Al cabo de unos instantes, Nicholas le preguntó:

—¿Ha visto usted a alguna de las chicas que se quedaron encerradas en la casa con Joanna, o a alguna de las otras socias?

—Sí, he visto a bastantes de ellas. Lady Julia tuvo la amabilidad de invitar a varias de ellas a tomar el té en su casa ayer, para que me conocieran. Desde luego, esas chicas han pasado por una experiencia tremenda, incluso las que no se vieron directamente implicadas. Por eso lady Julia me sugirió que no habláramos abiertamente del asunto. Te diré que me pareció una sugerencia oportuna por su parte.

—Lo es —dijo Nicholas—. ¿Y recuerda usted el nombre de alguna de las chicas?

—Estaba la sobrina de lady Julia, Dorothy, y una señorita Baberton que logró escapar por una ventana, creo. Pero había varias más.

—¿Había una señorita Redwood? ¿Selina Redwood?

—Pues te diré que se me dan bastante mal los nombres.

—Una chica muy alta y delgada, muy guapa —dijo Nicholas—. Me gustaría dar con ella. Tiene el pelo oscuro.
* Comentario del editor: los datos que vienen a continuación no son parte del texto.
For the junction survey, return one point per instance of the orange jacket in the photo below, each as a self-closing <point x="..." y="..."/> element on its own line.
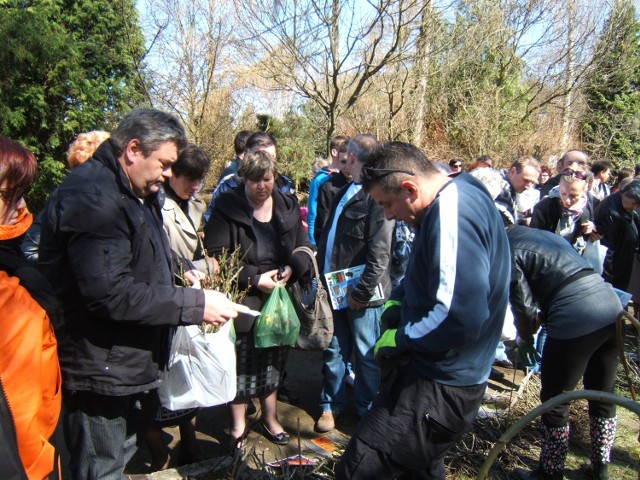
<point x="30" y="373"/>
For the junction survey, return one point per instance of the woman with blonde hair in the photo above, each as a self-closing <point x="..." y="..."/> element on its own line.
<point x="29" y="369"/>
<point x="80" y="150"/>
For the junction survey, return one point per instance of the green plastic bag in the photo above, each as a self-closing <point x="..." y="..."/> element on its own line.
<point x="278" y="324"/>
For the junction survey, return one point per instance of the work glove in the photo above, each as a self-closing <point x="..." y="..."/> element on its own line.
<point x="528" y="355"/>
<point x="390" y="317"/>
<point x="386" y="346"/>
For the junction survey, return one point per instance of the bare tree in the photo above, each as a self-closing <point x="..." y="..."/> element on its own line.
<point x="192" y="66"/>
<point x="327" y="51"/>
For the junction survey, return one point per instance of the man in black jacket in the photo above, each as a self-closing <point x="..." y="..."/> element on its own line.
<point x="356" y="233"/>
<point x="617" y="219"/>
<point x="105" y="253"/>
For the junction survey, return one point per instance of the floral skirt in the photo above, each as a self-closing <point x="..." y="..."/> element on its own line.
<point x="259" y="370"/>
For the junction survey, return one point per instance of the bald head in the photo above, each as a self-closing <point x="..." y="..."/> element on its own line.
<point x="572" y="157"/>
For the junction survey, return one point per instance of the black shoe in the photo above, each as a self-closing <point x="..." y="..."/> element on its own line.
<point x="251" y="408"/>
<point x="506" y="363"/>
<point x="287" y="396"/>
<point x="281" y="438"/>
<point x="600" y="471"/>
<point x="537" y="474"/>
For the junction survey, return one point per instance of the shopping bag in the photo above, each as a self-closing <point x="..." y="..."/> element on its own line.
<point x="202" y="368"/>
<point x="594" y="253"/>
<point x="313" y="308"/>
<point x="278" y="324"/>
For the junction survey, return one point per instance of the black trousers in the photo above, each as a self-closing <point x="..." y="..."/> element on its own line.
<point x="592" y="357"/>
<point x="412" y="424"/>
<point x="100" y="431"/>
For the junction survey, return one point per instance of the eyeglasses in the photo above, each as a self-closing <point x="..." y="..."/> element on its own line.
<point x="372" y="173"/>
<point x="8" y="196"/>
<point x="572" y="173"/>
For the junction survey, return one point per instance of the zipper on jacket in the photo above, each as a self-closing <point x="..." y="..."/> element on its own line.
<point x="6" y="412"/>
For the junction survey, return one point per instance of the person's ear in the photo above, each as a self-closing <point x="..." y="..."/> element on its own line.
<point x="133" y="150"/>
<point x="410" y="187"/>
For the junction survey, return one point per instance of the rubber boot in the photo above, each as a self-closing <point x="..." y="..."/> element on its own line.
<point x="554" y="450"/>
<point x="552" y="456"/>
<point x="603" y="433"/>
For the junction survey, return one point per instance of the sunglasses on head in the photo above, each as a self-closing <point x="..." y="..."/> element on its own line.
<point x="372" y="173"/>
<point x="572" y="173"/>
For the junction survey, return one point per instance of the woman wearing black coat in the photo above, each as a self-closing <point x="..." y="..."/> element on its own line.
<point x="569" y="211"/>
<point x="267" y="226"/>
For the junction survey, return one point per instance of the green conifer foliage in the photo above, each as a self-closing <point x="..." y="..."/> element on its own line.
<point x="611" y="125"/>
<point x="66" y="67"/>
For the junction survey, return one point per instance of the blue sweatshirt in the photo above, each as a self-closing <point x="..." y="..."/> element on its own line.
<point x="456" y="286"/>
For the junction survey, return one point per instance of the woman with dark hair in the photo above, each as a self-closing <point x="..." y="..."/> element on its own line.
<point x="265" y="223"/>
<point x="29" y="368"/>
<point x="552" y="284"/>
<point x="568" y="211"/>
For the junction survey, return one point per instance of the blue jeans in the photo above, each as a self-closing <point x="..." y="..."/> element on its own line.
<point x="353" y="330"/>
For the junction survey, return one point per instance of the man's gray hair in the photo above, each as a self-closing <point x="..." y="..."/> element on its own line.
<point x="632" y="190"/>
<point x="491" y="179"/>
<point x="151" y="128"/>
<point x="362" y="146"/>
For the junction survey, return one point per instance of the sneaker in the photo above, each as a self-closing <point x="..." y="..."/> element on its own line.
<point x="325" y="423"/>
<point x="251" y="408"/>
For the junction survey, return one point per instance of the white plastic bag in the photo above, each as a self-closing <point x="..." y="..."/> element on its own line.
<point x="202" y="369"/>
<point x="594" y="253"/>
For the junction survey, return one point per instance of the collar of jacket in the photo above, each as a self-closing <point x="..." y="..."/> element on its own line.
<point x="234" y="204"/>
<point x="107" y="154"/>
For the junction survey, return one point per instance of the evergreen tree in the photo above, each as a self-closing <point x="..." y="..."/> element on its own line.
<point x="611" y="125"/>
<point x="66" y="66"/>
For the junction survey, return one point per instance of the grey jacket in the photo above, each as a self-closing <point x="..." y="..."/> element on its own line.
<point x="363" y="236"/>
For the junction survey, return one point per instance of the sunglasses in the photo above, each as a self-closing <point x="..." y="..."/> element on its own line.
<point x="372" y="173"/>
<point x="572" y="173"/>
<point x="11" y="197"/>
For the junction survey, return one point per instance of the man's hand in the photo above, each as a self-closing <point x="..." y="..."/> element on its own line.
<point x="356" y="305"/>
<point x="390" y="317"/>
<point x="268" y="281"/>
<point x="193" y="277"/>
<point x="529" y="356"/>
<point x="386" y="346"/>
<point x="218" y="309"/>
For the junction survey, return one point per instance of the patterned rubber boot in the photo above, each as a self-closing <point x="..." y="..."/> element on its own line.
<point x="554" y="451"/>
<point x="603" y="433"/>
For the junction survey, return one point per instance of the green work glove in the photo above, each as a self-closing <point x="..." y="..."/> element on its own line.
<point x="529" y="356"/>
<point x="390" y="317"/>
<point x="386" y="346"/>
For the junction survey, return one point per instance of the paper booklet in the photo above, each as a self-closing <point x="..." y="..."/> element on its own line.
<point x="341" y="282"/>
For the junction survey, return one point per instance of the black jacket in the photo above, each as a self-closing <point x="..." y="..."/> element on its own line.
<point x="620" y="235"/>
<point x="363" y="237"/>
<point x="105" y="254"/>
<point x="231" y="224"/>
<point x="542" y="264"/>
<point x="548" y="212"/>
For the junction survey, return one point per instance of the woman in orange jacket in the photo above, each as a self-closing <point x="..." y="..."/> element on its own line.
<point x="30" y="398"/>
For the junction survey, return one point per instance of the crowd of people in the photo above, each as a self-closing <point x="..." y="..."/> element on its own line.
<point x="93" y="290"/>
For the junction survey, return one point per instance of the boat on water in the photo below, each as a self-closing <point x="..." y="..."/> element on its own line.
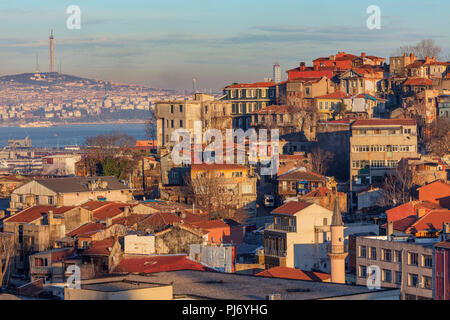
<point x="40" y="124"/>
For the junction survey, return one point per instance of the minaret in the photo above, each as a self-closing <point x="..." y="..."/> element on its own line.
<point x="337" y="252"/>
<point x="51" y="67"/>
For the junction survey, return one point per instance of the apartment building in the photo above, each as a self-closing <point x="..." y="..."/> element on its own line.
<point x="376" y="147"/>
<point x="182" y="114"/>
<point x="246" y="98"/>
<point x="70" y="191"/>
<point x="404" y="262"/>
<point x="238" y="181"/>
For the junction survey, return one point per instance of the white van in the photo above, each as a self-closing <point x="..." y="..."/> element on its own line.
<point x="269" y="201"/>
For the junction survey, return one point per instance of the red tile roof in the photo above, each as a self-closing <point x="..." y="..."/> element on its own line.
<point x="292" y="273"/>
<point x="87" y="229"/>
<point x="418" y="82"/>
<point x="433" y="220"/>
<point x="291" y="207"/>
<point x="112" y="210"/>
<point x="275" y="109"/>
<point x="158" y="264"/>
<point x="217" y="166"/>
<point x="319" y="192"/>
<point x="251" y="85"/>
<point x="334" y="95"/>
<point x="92" y="205"/>
<point x="443" y="244"/>
<point x="160" y="219"/>
<point x="211" y="224"/>
<point x="384" y="122"/>
<point x="100" y="248"/>
<point x="409" y="209"/>
<point x="36" y="212"/>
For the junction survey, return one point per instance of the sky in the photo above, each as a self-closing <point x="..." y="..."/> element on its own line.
<point x="166" y="43"/>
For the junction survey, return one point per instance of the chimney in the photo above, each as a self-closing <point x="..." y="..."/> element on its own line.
<point x="390" y="229"/>
<point x="446" y="228"/>
<point x="421" y="212"/>
<point x="126" y="211"/>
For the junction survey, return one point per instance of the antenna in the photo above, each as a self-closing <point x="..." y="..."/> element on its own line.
<point x="37" y="64"/>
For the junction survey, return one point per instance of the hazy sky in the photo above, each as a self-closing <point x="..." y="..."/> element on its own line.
<point x="165" y="43"/>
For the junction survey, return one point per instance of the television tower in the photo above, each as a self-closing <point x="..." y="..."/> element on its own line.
<point x="276" y="72"/>
<point x="194" y="85"/>
<point x="51" y="67"/>
<point x="37" y="64"/>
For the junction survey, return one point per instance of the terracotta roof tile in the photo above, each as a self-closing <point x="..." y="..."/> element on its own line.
<point x="158" y="264"/>
<point x="36" y="212"/>
<point x="292" y="273"/>
<point x="291" y="207"/>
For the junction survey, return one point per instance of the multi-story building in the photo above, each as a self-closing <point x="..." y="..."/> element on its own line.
<point x="246" y="98"/>
<point x="237" y="181"/>
<point x="70" y="191"/>
<point x="376" y="147"/>
<point x="441" y="275"/>
<point x="403" y="262"/>
<point x="444" y="106"/>
<point x="182" y="114"/>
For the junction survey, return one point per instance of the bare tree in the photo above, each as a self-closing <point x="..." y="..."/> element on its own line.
<point x="210" y="193"/>
<point x="422" y="49"/>
<point x="437" y="139"/>
<point x="398" y="187"/>
<point x="320" y="160"/>
<point x="6" y="250"/>
<point x="105" y="146"/>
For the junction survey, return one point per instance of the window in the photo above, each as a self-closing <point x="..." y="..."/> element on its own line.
<point x="386" y="275"/>
<point x="362" y="251"/>
<point x="412" y="259"/>
<point x="398" y="256"/>
<point x="386" y="255"/>
<point x="293" y="185"/>
<point x="373" y="253"/>
<point x="398" y="277"/>
<point x="377" y="163"/>
<point x="427" y="261"/>
<point x="413" y="280"/>
<point x="362" y="271"/>
<point x="427" y="282"/>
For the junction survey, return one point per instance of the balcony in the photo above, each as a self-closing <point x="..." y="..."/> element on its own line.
<point x="278" y="227"/>
<point x="337" y="249"/>
<point x="275" y="253"/>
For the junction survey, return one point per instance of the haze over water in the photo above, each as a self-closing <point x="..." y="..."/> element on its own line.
<point x="68" y="134"/>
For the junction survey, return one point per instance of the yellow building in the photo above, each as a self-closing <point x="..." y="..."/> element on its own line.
<point x="325" y="104"/>
<point x="235" y="178"/>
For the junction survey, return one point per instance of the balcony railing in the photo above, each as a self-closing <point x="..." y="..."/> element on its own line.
<point x="275" y="253"/>
<point x="278" y="227"/>
<point x="337" y="249"/>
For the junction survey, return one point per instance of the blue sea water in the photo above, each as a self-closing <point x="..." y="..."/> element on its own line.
<point x="62" y="135"/>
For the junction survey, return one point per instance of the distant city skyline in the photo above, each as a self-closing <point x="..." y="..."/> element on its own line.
<point x="167" y="44"/>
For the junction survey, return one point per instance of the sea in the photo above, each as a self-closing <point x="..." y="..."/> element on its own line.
<point x="67" y="135"/>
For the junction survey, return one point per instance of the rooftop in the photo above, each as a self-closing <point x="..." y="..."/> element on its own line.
<point x="228" y="286"/>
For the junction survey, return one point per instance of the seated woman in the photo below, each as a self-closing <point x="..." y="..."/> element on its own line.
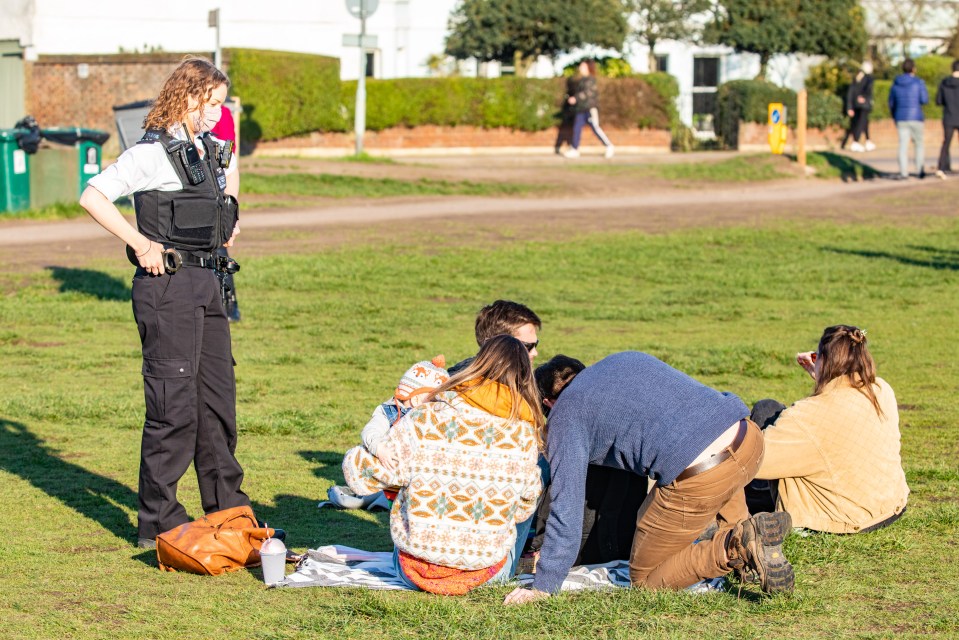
<point x="835" y="454"/>
<point x="466" y="472"/>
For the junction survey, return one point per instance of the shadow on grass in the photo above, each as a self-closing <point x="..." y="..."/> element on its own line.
<point x="938" y="259"/>
<point x="355" y="528"/>
<point x="97" y="497"/>
<point x="329" y="464"/>
<point x="91" y="283"/>
<point x="848" y="169"/>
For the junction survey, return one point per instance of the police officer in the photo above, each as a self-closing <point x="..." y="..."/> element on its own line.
<point x="184" y="212"/>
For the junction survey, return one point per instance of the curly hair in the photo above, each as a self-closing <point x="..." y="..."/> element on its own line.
<point x="195" y="78"/>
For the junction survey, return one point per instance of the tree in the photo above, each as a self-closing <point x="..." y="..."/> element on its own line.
<point x="833" y="28"/>
<point x="656" y="20"/>
<point x="517" y="31"/>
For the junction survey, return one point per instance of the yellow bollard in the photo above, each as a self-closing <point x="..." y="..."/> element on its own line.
<point x="777" y="127"/>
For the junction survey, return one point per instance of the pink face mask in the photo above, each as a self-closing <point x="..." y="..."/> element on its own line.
<point x="205" y="118"/>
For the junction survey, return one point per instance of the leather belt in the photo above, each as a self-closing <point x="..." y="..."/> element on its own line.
<point x="717" y="459"/>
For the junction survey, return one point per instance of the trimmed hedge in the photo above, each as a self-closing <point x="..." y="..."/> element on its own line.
<point x="748" y="101"/>
<point x="525" y="104"/>
<point x="285" y="94"/>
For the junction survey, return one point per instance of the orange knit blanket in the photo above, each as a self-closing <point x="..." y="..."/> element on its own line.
<point x="445" y="581"/>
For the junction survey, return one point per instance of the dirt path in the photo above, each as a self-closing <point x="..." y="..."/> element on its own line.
<point x="26" y="245"/>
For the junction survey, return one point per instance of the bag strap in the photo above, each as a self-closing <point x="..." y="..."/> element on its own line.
<point x="247" y="515"/>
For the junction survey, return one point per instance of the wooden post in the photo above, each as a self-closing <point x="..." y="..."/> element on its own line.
<point x="801" y="128"/>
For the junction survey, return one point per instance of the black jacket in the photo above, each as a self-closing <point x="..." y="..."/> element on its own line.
<point x="862" y="88"/>
<point x="948" y="98"/>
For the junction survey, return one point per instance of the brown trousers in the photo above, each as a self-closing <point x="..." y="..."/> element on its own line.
<point x="673" y="516"/>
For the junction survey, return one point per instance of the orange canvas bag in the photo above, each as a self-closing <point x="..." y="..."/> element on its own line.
<point x="217" y="543"/>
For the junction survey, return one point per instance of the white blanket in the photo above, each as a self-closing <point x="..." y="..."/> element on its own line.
<point x="339" y="566"/>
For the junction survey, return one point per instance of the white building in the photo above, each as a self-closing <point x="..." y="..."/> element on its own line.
<point x="408" y="33"/>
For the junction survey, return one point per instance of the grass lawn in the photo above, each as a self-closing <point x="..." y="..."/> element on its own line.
<point x="335" y="186"/>
<point x="740" y="168"/>
<point x="325" y="337"/>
—Eran todas muy atractivas, hijo mío. La gente joven siempre resulta encantadora. A mí Joanna me parecía la mejor de todas, pero en eso no puedo ser imparcial.

—Era una chica encantadora —dijo Nicholas en son de paz.

Pero el anciano había intuido su interés con la pericia del párroco ante un terreno bien trillado, por lo que le preguntó con voz solícita:

—Esa joven de la que me hablas, ¿acaso ha desaparecido?

—No consigo dar con ella —dijo Nicholas—. Llevo nueve días dedicado al asunto.

—Qué raro. ¿Y si resulta ser un caso de amnesia… ? Tal vez ande extraviada por las calles…

—En ese caso, ya habrían logrado dar con ella. Es una chica muy llamativa.

—¿Y qué dice su familia?

—Su familia está en Canadá.

—Quizá se haya ido para intentar olvidarlo todo. Sería comprensible. ¿Era una de las chicas que se quedaron atrapadas?

—Sí —dijo Nicholas—. Consiguió salir por una ventana.

—Por tu descripción, no creo yo que estuviera en casa de lady Julia. Quizás podrías llamarla y preguntárselo.